Mitigating Hallucinations in YOLO-based Object Detection Models: A Revisit to Out-of-Distribution Detection
- URL: http://arxiv.org/abs/2503.07330v1
- Date: Mon, 10 Mar 2025 13:42:41 GMT
- Title: Mitigating Hallucinations in YOLO-based Object Detection Models: A Revisit to Out-of-Distribution Detection
- Authors: Weicheng He, Changshun Wu, Chih-Hong Cheng, Xiaowei Huang, Saddek Bensalem,
- Abstract summary: This paper studies the underlying reasons for performance bottlenecks and proposes a methodology to improve performance fundamentally.<n>By developing a methodology to carefully synthesize an OoD dataset that semantically resembles the objects to be detected, we achieve a 88% reduction in overall hallucination error.

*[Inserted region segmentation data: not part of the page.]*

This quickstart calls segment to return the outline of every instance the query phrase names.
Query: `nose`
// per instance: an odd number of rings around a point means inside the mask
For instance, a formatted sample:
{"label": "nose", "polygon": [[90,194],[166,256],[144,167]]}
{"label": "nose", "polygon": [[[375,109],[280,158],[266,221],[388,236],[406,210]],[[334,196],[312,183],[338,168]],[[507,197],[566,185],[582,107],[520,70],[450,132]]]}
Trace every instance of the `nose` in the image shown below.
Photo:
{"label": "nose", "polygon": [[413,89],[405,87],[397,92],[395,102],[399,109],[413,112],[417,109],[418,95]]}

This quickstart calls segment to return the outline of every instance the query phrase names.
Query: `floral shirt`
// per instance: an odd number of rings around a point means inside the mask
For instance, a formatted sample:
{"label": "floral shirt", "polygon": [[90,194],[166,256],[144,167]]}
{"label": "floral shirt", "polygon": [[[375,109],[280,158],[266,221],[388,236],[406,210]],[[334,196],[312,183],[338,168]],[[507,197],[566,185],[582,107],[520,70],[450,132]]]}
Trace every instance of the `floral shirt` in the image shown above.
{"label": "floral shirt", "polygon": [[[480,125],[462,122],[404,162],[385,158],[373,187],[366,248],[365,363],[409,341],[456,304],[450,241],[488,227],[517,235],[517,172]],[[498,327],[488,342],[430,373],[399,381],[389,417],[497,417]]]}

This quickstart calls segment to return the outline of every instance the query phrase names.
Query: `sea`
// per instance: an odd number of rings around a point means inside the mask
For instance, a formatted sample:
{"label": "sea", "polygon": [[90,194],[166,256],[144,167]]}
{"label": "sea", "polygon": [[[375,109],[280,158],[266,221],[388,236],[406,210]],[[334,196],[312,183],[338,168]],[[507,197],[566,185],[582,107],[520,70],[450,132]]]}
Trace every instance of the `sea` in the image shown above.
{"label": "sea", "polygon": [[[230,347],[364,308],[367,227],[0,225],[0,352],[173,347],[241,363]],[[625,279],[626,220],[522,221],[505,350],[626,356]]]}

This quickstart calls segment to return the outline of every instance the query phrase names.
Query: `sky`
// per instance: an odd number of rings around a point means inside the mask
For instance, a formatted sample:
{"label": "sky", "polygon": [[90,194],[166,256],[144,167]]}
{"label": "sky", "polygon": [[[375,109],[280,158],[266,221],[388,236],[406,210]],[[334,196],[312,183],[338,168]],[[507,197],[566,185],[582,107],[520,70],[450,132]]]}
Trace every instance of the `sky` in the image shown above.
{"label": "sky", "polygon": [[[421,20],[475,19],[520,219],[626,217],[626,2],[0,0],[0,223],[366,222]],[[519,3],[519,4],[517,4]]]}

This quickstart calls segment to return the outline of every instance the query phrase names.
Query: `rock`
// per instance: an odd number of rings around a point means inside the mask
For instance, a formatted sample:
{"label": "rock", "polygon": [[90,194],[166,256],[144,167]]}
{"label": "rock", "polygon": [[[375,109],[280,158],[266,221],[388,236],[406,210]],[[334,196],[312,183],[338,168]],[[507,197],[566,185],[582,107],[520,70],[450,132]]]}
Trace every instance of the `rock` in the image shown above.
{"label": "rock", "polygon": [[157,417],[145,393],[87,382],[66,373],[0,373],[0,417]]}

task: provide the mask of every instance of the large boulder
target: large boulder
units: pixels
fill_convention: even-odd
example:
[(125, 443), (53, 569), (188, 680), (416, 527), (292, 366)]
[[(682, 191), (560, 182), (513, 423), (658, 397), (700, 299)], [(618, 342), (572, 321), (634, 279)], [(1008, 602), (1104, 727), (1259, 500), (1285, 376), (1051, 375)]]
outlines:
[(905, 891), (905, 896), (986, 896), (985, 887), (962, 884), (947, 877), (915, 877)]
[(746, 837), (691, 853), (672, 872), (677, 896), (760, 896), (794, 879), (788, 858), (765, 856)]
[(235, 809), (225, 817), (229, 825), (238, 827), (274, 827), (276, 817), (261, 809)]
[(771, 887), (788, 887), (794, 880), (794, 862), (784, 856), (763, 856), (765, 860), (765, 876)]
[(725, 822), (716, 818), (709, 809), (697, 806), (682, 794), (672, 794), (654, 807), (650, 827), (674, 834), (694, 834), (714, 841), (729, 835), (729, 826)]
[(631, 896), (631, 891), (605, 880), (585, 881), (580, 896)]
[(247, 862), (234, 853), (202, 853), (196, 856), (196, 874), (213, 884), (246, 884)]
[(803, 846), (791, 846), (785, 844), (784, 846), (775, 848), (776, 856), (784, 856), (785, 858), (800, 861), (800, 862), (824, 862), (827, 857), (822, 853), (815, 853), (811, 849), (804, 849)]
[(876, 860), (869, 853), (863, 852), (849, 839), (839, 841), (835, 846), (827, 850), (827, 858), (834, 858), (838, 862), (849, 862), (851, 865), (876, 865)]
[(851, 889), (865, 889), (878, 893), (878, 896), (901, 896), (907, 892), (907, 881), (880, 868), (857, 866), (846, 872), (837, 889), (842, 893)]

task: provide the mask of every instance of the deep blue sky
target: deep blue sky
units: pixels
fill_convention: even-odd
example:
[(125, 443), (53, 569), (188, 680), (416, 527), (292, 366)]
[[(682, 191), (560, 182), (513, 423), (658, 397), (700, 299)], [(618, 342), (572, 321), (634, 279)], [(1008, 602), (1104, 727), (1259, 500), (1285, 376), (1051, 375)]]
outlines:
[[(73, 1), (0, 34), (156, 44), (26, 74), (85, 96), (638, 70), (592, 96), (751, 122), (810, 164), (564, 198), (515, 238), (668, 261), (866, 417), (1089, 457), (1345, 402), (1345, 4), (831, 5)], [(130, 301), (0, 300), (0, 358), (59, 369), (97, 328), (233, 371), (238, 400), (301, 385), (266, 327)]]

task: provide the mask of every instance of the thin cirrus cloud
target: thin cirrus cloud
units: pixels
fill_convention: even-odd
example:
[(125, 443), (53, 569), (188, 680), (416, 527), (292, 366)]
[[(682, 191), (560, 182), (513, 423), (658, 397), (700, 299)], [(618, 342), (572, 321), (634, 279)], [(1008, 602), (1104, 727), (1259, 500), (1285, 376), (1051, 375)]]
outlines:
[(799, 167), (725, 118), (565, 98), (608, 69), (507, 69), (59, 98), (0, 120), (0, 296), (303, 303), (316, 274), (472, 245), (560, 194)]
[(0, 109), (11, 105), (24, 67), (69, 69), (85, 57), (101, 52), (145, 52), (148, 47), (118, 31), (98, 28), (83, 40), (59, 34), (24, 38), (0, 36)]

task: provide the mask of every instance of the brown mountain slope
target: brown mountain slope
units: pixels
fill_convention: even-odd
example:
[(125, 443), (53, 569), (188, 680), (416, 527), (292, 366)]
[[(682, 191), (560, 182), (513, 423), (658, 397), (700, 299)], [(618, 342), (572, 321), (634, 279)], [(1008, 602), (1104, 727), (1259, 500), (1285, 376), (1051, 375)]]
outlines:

- Score: 8.206992765692535
- License: http://creativecommons.org/licenses/by-nc-sa/4.0/
- Abstract: Object detection systems must reliably perceive objects of interest without being overly confident to ensure safe decision-making in dynamic environments. Filtering techniques based on out-of-distribution (OoD) detection are commonly added as an extra safeguard to filter hallucinations caused by overconfidence in novel objects. Nevertheless, evaluating YOLO-family detectors and their filters under existing OoD benchmarks often leads to unsatisfactory performance. This paper studies the underlying reasons for performance bottlenecks and proposes a methodology to improve performance fundamentally. Our first contribution is a calibration of all existing evaluation results: Although images in existing OoD benchmark datasets are claimed not to have objects within in-distribution (ID) classes (i.e., categories defined in the training dataset), around 13% of objects detected by the object detector are actually ID objects. Dually, the ID dataset containing OoD objects can also negatively impact the decision boundary of filters. These ultimately lead to a significantly imprecise performance estimation. Our second contribution is to consider the task of hallucination reduction as a joint pipeline of detectors and filters. By developing a methodology to carefully synthesize an OoD dataset that semantically resembles the objects to be detected, and using the crafted OoD dataset in the fine-tuning of YOLO detectors to suppress the objectness score, we achieve a 88% reduction in overall hallucination error with a combined fine-tuned detection and filtering system on the self-driving benchmark BDD-100K. Our code and dataset are available at: https://gricad-gitlab.univ-grenoble-alpes.fr/dnn-safety/m-hood.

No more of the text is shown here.